Coupled with its ability to self-correct and format complex markdown in real time, DiffusionGemma holds promise for various applications. The model operates as a Mixture of Experts system, incorporating 26 billion parameters, but during inference, it activates only 3.8 billion parameters. This means it can efficiently run on high-end consumer GPUs with as little as 18GB of VRAM when optimized.
A notable feature of DiffusionGemma is its capacity to draft up to 256 tokens concurrently. It can also refine these tokens through multiple passes, which allows for comprehensive evaluations of the text blocks being produced. As a result, local AI workflows achieve significant speed improvements. For instance, DiffusionGemma reportedly generates over 1,000 tokens per second when paired with a single NVIDIA H100 and can manage more than 700 tokens per second using an NVIDIA GeForce RTX 5090.
In targeting researchers and developers, Google anticipates that DiffusionGemma will be particularly beneficial for developing tools that depend on reduced latency. This includes applications such as inline editing, code infilling, rapid iterations, and non-linear text generation.
Additionally, the model's bidirectional attention mechanism permits every token in a block to consider relationships with other tokens, which could prove advantageous in specialized fields such as creating mathematical graphs, analyzing amino acid sequences, and structured editing.
Despite these advantages, Google emphasizes that DiffusionGemma remains an experimental model. For instances requiring the highest output quality, the traditional Gemma 4 models may be more suitable. DiffusionGemma is tailored for developers working on interactive local AI systems where speed is prioritized.

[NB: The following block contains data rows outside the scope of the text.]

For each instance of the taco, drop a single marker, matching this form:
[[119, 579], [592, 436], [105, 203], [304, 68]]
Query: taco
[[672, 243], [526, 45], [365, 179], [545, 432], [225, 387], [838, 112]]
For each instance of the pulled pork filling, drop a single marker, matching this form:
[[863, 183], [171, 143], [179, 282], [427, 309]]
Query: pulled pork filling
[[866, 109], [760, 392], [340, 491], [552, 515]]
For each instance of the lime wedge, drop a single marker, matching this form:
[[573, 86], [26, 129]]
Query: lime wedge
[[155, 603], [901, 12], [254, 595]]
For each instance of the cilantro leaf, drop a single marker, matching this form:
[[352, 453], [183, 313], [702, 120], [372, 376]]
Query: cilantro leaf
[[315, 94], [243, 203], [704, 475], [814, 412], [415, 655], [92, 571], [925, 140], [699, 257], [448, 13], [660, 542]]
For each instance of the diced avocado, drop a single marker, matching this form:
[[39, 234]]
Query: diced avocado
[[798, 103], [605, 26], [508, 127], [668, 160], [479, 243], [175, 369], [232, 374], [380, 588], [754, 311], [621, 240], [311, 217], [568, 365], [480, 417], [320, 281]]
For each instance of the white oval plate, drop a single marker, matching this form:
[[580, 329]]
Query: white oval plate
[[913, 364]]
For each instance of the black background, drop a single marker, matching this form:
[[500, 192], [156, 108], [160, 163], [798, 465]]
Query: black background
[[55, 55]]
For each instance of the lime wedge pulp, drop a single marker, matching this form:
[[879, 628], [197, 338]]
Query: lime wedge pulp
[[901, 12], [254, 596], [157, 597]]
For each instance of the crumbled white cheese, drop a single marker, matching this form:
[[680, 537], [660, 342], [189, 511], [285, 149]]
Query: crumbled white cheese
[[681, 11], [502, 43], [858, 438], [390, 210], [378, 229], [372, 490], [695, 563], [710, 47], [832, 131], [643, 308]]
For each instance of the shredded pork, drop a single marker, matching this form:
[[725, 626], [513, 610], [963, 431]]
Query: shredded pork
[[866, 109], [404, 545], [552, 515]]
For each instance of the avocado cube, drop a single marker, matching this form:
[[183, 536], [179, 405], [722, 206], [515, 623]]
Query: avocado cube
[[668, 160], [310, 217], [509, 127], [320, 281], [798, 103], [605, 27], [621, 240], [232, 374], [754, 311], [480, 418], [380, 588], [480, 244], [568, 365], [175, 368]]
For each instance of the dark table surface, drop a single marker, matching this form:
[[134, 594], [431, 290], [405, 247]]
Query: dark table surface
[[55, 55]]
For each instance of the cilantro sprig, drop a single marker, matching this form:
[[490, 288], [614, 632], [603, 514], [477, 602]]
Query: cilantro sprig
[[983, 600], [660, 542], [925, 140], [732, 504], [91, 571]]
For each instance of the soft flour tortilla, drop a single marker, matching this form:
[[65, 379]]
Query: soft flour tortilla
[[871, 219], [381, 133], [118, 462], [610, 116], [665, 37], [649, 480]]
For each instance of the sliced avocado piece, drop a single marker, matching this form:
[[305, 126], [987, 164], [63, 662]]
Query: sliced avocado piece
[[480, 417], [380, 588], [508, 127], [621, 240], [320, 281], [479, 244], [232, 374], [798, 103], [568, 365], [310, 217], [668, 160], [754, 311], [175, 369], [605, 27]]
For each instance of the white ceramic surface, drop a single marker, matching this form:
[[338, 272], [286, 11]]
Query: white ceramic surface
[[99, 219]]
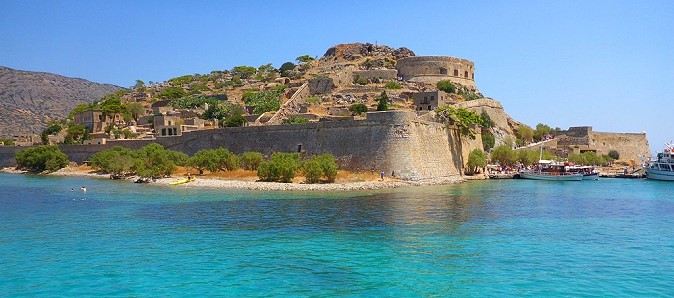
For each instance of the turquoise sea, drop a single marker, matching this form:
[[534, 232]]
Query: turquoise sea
[[612, 237]]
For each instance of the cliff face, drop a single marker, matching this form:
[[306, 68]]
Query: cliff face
[[30, 99]]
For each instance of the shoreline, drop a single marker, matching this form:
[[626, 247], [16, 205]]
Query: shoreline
[[234, 184]]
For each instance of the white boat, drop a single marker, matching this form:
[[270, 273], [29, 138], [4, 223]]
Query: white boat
[[588, 172], [547, 170], [662, 168]]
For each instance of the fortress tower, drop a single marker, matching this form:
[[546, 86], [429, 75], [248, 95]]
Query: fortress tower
[[432, 69]]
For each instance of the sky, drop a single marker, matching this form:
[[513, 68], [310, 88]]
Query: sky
[[605, 64]]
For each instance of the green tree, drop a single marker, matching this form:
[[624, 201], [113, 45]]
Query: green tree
[[488, 140], [172, 92], [117, 161], [41, 158], [155, 162], [136, 110], [541, 131], [304, 59], [504, 155], [382, 104], [392, 85], [295, 120], [476, 159], [447, 86], [286, 68], [281, 167], [244, 72], [524, 135], [358, 108], [251, 160]]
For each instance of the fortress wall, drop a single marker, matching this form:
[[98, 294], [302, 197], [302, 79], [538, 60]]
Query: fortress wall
[[631, 146], [386, 141], [431, 69]]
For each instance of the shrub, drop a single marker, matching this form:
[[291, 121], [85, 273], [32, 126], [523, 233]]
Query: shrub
[[251, 160], [383, 102], [41, 158], [392, 85], [295, 120], [116, 161], [358, 108], [476, 159], [447, 86], [282, 167]]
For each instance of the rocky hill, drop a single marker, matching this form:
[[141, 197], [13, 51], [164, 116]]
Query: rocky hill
[[30, 99]]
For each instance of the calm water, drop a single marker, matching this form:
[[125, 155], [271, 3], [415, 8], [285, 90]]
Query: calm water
[[610, 237]]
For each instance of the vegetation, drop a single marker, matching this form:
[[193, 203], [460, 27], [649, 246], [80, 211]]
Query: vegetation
[[382, 100], [504, 155], [320, 167], [251, 160], [7, 141], [281, 167], [462, 118], [476, 159], [264, 101], [392, 85], [358, 108], [116, 161], [523, 135], [446, 86], [41, 158], [295, 120]]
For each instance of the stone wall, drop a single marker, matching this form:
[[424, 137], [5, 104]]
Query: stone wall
[[385, 141], [431, 69]]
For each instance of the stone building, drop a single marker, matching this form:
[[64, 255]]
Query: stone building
[[432, 69], [430, 100]]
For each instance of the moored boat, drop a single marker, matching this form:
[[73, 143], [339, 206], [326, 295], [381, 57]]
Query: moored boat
[[547, 170], [662, 167]]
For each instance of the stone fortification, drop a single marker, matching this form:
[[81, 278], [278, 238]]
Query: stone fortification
[[630, 146], [432, 69], [385, 141]]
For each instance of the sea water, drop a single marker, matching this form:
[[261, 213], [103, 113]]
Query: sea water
[[612, 237]]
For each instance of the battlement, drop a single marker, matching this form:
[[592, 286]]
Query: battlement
[[432, 69]]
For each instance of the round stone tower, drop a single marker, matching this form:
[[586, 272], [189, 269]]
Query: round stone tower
[[432, 69]]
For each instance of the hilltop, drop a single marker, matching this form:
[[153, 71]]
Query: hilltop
[[31, 99]]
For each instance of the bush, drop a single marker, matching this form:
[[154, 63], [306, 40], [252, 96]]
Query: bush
[[116, 161], [476, 159], [41, 158], [295, 120], [358, 108], [282, 167], [392, 85], [503, 154], [447, 86], [251, 160], [383, 102]]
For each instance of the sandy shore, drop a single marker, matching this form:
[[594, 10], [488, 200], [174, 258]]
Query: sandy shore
[[219, 183]]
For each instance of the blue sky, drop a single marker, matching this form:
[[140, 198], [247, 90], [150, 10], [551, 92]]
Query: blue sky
[[607, 64]]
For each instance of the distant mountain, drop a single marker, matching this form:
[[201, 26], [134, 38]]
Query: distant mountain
[[29, 99]]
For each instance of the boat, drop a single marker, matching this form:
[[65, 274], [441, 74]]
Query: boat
[[662, 167], [588, 172], [550, 171], [182, 181]]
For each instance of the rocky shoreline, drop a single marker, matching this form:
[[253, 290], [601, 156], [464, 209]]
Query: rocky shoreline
[[215, 183]]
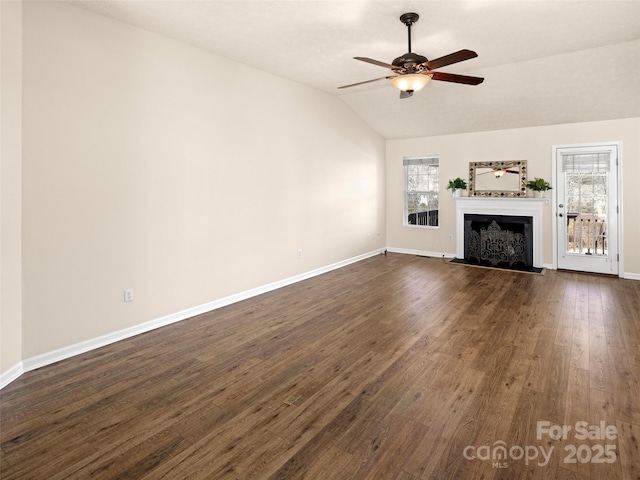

It is essential to note that the speed capabilities of DiffusionGemma are most advantageous for local scenarios with low concurrency, while traditional autoregressive models may offer better efficiency in high-volume cloud deployments where requests can be managed at scale. You can access DiffusionGemma via Hugging Face, which supports a variety of tools and frameworks, providing developers with numerous options for integration. Official support for llama.cpp is anticipated soon.